While riding into work, the iPod spit out one of the songs that was a particularly proud "find" of mine, one "Nessun dorma" as sung by Aretha Franklin, live at the Grammys. For reasons I can not explain, it makes me cry every single time I hear it. There's just something about it that touches me, and has since I first heard a few seconds of it on some "year in review" type show that same year (no, I don't really watch the Grammy's, or many other award shows. Too much fluff...).
Some time later, when I try to explain the song to people who haven't heard it, I referred to the stories I had pieced together from a multitude of suspect sources, namely that she was a last minute replacement for Luciano Pavarotti, and thus had to sing the song in HIS key... with only 45 minutes rehearsal.
It turns out (thanks to this yahoo article) that it was actually 45 minutes into the SHOW when the Tenor abruptly cancelled.... Aretha only had thirty minutes.
I have run into many postings about the web completely dismissing her performance, sometimes violently illustrating every perceived flaw, as if it were there god given
What these cultural lobotomy cases seem (or choose) to forget is that their world is an artifice with absolutely no universal constant upon which to anchor itself; a frail attempt to control what is beauty, a fascist rebirth of solipsistic sophists -- Beauty is what we tell you it is.
The danger in that thought is it's self-referential nature: Once one realizes that beauty is relative, the thesis shatters.
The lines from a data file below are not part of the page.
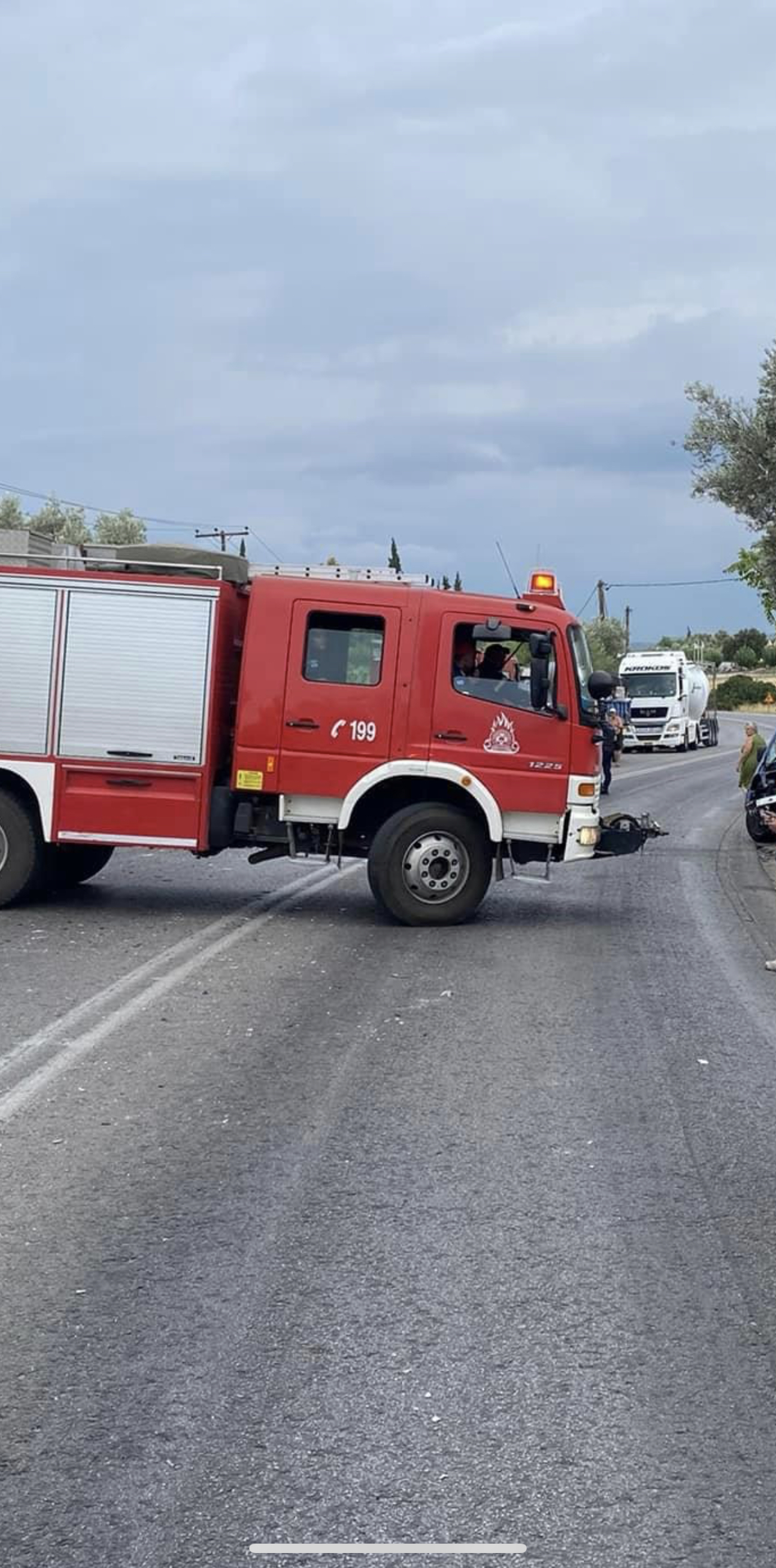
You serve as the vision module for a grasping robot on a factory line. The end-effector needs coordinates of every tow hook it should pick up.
[595,811,668,858]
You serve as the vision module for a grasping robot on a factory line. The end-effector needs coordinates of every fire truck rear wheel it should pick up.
[46,844,113,889]
[369,806,492,925]
[0,789,44,909]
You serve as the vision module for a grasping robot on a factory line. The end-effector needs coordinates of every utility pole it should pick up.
[194,528,249,551]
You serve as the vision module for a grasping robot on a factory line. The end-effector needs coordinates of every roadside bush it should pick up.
[717,676,776,714]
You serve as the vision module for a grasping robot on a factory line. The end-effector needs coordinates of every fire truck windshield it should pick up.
[569,626,597,720]
[622,669,675,696]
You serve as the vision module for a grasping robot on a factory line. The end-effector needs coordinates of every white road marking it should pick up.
[247,1541,529,1557]
[0,862,359,1123]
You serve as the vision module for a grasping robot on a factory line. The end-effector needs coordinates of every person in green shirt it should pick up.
[739,720,767,789]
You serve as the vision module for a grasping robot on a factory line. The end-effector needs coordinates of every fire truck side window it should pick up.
[452,624,557,709]
[304,610,386,685]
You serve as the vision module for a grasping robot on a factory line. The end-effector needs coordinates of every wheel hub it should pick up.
[401,832,470,903]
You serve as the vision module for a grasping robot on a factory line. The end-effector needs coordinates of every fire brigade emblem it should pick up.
[483,712,520,757]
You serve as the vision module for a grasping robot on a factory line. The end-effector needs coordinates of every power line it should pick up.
[577,583,599,621]
[0,480,281,561]
[247,528,282,563]
[608,576,743,589]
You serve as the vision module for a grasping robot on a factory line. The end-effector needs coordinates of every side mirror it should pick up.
[472,614,512,643]
[588,669,616,703]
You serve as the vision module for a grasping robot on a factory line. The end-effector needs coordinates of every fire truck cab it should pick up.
[0,547,647,924]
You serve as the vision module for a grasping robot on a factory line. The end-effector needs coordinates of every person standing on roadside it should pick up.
[737,720,767,789]
[600,714,618,795]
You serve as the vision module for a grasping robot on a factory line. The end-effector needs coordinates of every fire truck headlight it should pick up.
[577,825,600,850]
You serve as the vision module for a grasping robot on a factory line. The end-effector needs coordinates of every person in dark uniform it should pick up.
[600,714,618,795]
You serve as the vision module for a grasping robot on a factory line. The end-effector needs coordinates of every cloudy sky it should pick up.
[0,0,776,638]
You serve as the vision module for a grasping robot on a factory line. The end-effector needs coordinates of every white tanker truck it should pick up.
[619,649,720,751]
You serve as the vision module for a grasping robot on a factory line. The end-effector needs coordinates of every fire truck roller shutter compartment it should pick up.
[56,586,213,767]
[0,583,56,757]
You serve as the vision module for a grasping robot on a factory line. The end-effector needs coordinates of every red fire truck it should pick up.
[0,547,654,924]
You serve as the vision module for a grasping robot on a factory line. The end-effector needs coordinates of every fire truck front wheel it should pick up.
[369,804,492,925]
[0,789,44,909]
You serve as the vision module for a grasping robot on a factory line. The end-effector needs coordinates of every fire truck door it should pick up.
[279,599,401,820]
[429,611,570,837]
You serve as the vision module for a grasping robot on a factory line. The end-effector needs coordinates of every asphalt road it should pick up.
[0,720,776,1568]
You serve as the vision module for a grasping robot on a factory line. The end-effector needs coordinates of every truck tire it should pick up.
[46,844,113,890]
[0,789,46,909]
[369,804,492,925]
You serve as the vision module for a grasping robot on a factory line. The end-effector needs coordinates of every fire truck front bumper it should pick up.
[595,811,668,859]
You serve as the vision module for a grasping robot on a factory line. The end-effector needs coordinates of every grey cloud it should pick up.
[0,0,776,635]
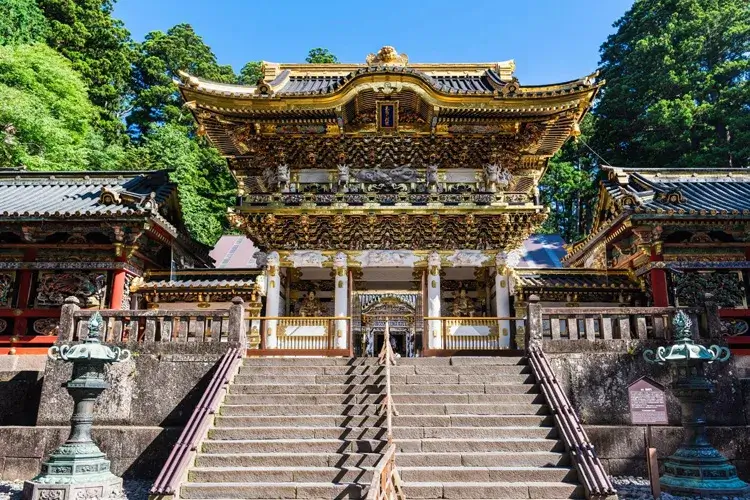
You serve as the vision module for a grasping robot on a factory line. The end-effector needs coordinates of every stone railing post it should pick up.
[57,296,81,342]
[229,297,247,348]
[524,295,543,350]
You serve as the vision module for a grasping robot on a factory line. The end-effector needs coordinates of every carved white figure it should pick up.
[276,165,292,191]
[289,250,326,267]
[484,163,500,193]
[336,163,349,192]
[448,250,487,267]
[427,251,440,268]
[255,273,266,297]
[266,252,281,267]
[425,165,438,192]
[333,252,347,269]
[357,250,417,267]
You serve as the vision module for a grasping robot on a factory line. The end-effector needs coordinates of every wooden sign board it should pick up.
[628,377,669,425]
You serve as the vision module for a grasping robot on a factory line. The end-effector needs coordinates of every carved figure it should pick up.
[425,165,438,192]
[276,165,292,191]
[336,163,349,193]
[453,288,474,317]
[299,291,323,317]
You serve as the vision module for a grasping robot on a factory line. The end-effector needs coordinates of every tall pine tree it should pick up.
[593,0,750,168]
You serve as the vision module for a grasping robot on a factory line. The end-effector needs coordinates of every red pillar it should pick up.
[13,248,36,336]
[650,249,669,307]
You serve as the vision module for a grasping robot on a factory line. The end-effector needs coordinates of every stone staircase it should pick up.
[180,357,583,499]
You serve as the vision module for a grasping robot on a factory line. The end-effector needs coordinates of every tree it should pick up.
[539,115,600,243]
[593,0,750,168]
[127,24,236,137]
[237,61,263,85]
[0,0,47,45]
[0,44,123,170]
[38,0,132,141]
[128,24,237,245]
[305,47,339,64]
[131,123,235,245]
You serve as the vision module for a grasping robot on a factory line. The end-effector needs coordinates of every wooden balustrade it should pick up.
[424,316,525,351]
[248,316,353,356]
[540,307,705,340]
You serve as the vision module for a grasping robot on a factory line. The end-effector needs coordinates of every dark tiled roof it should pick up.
[276,66,505,95]
[603,170,750,215]
[0,171,176,217]
[516,269,639,290]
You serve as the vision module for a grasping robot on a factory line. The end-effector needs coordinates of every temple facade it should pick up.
[173,47,599,355]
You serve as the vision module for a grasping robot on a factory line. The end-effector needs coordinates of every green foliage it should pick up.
[38,0,133,142]
[539,115,599,243]
[0,44,123,170]
[128,24,236,245]
[0,0,47,45]
[237,61,263,85]
[131,123,235,245]
[127,24,236,134]
[305,47,339,64]
[671,272,745,307]
[593,0,750,168]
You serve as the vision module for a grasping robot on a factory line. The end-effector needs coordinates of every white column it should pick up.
[427,252,443,349]
[333,252,349,349]
[266,252,281,349]
[495,252,520,348]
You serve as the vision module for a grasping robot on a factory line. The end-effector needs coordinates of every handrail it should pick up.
[149,348,242,498]
[528,345,617,499]
[367,317,406,500]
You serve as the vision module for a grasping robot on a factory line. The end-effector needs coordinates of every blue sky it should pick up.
[115,0,632,84]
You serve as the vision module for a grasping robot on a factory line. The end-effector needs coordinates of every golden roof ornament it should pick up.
[365,45,409,66]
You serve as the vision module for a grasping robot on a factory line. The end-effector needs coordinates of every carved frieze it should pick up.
[35,271,107,307]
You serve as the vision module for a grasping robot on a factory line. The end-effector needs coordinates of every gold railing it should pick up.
[424,316,525,351]
[259,316,351,351]
[367,318,406,500]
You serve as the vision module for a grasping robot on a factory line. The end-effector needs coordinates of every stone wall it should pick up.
[37,342,230,427]
[543,340,750,480]
[0,355,47,425]
[0,426,182,481]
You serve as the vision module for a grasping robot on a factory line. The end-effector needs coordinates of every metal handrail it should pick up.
[367,318,406,500]
[149,348,242,498]
[528,345,617,498]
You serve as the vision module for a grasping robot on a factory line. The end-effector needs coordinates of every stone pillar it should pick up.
[266,252,281,349]
[495,251,521,349]
[525,295,544,350]
[333,252,349,349]
[427,252,443,349]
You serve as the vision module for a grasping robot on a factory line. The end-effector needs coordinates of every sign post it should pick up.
[628,377,669,498]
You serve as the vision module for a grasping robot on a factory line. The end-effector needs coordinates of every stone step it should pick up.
[403,481,584,499]
[394,438,565,453]
[391,383,540,394]
[180,482,369,500]
[398,451,570,468]
[201,435,385,454]
[188,467,373,484]
[220,403,550,416]
[195,450,382,467]
[242,356,527,366]
[229,381,382,395]
[398,464,577,483]
[224,393,544,405]
[239,365,531,376]
[214,415,554,428]
[234,371,534,384]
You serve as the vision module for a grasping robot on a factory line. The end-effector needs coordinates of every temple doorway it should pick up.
[352,291,423,357]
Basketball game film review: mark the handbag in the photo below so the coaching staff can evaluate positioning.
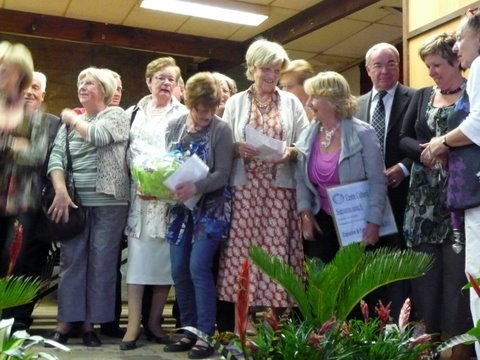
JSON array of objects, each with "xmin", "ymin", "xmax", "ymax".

If it is real to you, it is your truth, and a part of reality.
I listen to that song and I imagine the moment, the chutzpah, the shock of the crowd. Those who would see their little clique invaded by people, like myself, who could honestly say we actively despised opera, only to be blown away by her performance, moved (as I said) to tears.
Maybe my ears are somehow aurally illiterate, little acoustic retards incapable of grasping the fine nuances that those who can toss around incredibly long words designs to label things as Bad, Good, or (most damnably) Adequate. I would prefer to think that it's more a case of allowing myself to be swept up by a moment captured by the magic of technology, taken on a brief trip to a place that makes my very soul quaver almost in sympathetic vibration, a secret chord that stirs you deeply.
I pity you who can not... WILL not... see what is beauty here. For those of you so crass as to attempt to sully my appreciation of the moment, I can but wonder why. Is it simple eagerness to show off your hard earned knowledge? Insecurity that what you judge to be the acme will be dismissed, just as you are so quick to dispose of?
The arbitrage of culture may never be completely eliminated -- the best we can hope for is that larger numbers realize that they can like what they like, and that others will have there own thing... and leave it the fuck alone.